L’incarcération dans le monde

Pour comprendre les mécanismes de l’incarcération en France, il est utile de la comparer à d’autres pays.

Alors que Robert Badinter est reçu au Panthéon il est important de rappeler sa conviction profonde à propos de l’incarcération et de l’exemplarité : « lorsque les voyous commettent des infractions, ils ont d’abord la certitude de ne pas se faire prendre ; ils ne commettent pas leurs infractions avec un code pénal sous le bras : c’est la réalité, ne l’oublions pas ». L’incarcération et la lourdeur des sanctions sont-elles les seules et meilleures réponses aux crimes et aux délits ? Mais il n’est pas ici question de promouvoir un supposé laxisme mettant en péril la sécurité de la société entière. La sanction doit exister en réponse à un crime ou un délit. Se soucier du sort des délinquants, assurer leur défense et leur dignité ne peut se faire au détriment du sort des victimes ou des proches des victimes.

Cependant l’article premier de la loi relative à l’individualisation des peines et renforçant l’efficacité des sanctions pénalesmentionne que, « afin d’assurer la protection de la société, de prévenir la commission de nouvelles infractions et de restaurer l’équilibre social, dans le respect des intérêts de la victime, la peine a pour fonctions :

1° De sanctionner l’auteur de l’infraction

2° De favoriser son amendement, son insertion ou sa réinsertion ». (art. 130-1 du code pénal)

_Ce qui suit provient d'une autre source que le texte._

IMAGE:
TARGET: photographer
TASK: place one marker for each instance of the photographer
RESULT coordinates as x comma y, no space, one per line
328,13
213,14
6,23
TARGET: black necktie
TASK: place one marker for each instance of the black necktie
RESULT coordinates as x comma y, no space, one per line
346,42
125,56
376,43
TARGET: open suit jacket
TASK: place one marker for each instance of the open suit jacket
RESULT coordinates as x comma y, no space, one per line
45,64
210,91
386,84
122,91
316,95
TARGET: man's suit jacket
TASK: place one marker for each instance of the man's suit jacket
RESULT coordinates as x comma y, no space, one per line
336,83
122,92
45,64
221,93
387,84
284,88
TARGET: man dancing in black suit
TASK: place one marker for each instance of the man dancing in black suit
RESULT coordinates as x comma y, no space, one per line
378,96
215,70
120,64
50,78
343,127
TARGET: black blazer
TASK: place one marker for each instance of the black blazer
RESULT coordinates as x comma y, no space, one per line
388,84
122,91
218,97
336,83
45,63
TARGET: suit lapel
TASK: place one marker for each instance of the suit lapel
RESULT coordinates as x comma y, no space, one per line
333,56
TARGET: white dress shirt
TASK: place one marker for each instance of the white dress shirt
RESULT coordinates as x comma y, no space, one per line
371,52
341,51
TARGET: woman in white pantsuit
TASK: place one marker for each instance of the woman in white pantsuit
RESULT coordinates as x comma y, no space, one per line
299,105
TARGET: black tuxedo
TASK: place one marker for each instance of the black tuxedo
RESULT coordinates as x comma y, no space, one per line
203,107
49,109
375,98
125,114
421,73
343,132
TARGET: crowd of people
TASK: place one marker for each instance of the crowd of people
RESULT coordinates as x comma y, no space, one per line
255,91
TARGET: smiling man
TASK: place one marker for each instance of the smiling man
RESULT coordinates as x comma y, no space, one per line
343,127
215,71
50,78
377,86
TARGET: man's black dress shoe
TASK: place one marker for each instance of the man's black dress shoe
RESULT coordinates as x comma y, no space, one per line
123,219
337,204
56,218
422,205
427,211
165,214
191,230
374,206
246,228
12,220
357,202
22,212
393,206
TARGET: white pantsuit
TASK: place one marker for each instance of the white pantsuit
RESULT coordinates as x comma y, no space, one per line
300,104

La sanction n’est donc pas oubliée mais dès ce premier article l’accent est mis sur cette mission tout aussi essentielle pour l’institution judiciaire de favoriser la réinsertion dans le tissu social du criminel ou du délinquant. Comparons alors dans un premier temps la corrélation entre taux de criminalité et taux d’incarcération pour les pays suivants (le taux de criminalité est un index prenant en compte, pour comparer les pays, 23 facteurs de différentes études et le taux d’incarcération est le nombre de personnes détenues pour 100 000 habitants)

PaysIndex de criminalitéTaux d’incarcération
France44.8123
Etats-Unis50.7541
Brésil69.7416
Angleterre41.7142
Pays-Bas34.964
Norvège26.254

Trois groupes se distinguent :

Etats-Unis et Brésil : index de criminalité élevé mais taux d’incarcération élevé

Pays nordiques : index de criminalité bas et taux d’incarcération bas

Angleterre et France à mi-chemin sur les deux paramètres.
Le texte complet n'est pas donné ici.